When a servant summoned Arbita to her infirmary, she expected a patient, of course. Two newly-Empowered toddlers lay abed, after all, both struggling to adjust to the donated prometus they'd received a few days ago. But she did not expect to find a new patient, let alone one with injuries this grave.
"Sweet Eternal Radiance," she said with a gasp as she took in the bloodied child sprawled on one of the patient beds.
She recognized him, of course; the kid ran away from her less than an hour ago, after all, and took the lapis translationis with him. Still, she could not fathom how a Promethidae child ended up so injured. This was the Collegium, not the dangerous frontier wilds!
She frowned at Valens, her brother's obnoxious friend, and claimed all the promenia adrift in the surrounding air. "What happened?" she asked as she sent the humming particles into her three patients. She coaxed the feverish Empowered children to sleep—toddlers did not need to see so much blood—and then examined the older boy.

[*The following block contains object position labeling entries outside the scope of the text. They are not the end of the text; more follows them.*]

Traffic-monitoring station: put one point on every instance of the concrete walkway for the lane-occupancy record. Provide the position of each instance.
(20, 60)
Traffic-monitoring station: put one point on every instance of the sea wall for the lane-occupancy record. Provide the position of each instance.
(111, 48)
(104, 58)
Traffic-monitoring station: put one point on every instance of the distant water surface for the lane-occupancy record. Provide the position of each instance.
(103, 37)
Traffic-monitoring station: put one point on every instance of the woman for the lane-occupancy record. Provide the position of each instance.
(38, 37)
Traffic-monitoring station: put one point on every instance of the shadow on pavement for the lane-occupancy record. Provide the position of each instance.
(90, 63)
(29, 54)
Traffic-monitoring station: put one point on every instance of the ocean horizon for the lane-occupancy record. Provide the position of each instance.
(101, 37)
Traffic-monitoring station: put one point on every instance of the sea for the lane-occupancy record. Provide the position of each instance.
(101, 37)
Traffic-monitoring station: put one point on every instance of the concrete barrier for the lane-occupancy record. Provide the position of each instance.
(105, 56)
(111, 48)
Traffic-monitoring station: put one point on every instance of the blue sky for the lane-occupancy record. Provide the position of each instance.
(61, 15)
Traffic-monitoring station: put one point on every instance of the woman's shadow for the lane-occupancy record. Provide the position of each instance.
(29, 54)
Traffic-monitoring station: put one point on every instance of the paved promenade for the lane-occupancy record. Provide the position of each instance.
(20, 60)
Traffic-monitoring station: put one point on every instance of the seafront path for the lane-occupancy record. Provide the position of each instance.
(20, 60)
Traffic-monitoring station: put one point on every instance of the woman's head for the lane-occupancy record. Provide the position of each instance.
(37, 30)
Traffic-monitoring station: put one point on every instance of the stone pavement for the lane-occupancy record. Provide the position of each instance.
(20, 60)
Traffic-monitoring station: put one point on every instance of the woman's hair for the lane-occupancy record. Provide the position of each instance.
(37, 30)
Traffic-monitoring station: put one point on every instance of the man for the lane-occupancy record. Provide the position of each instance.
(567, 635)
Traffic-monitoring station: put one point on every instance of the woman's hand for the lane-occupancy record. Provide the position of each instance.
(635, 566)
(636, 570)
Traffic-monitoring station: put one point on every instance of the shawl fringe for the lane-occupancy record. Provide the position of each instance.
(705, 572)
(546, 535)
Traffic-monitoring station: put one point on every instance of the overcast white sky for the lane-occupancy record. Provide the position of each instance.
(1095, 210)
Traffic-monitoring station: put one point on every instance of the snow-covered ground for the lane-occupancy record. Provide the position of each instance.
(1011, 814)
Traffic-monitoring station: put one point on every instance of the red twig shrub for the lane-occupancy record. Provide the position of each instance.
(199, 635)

Valens's amber eyes narrowed down at the unconscious kid who lay, limp and pale, on the bed. "He stole the lapis translationis and then grabbed—"
"No." Arbita waved a hand as she nudged the promenia to begin staunching blood flow. "What happened to him?"
She didn't need help with the medical details, but the cause of the injuries remained another matter. Knowledge rose like steam within her in order of importance. Heart damage. Shock. Liver damage. Third-degree burns. Severe lacerations. Low blood cell counts. Empty prometarium.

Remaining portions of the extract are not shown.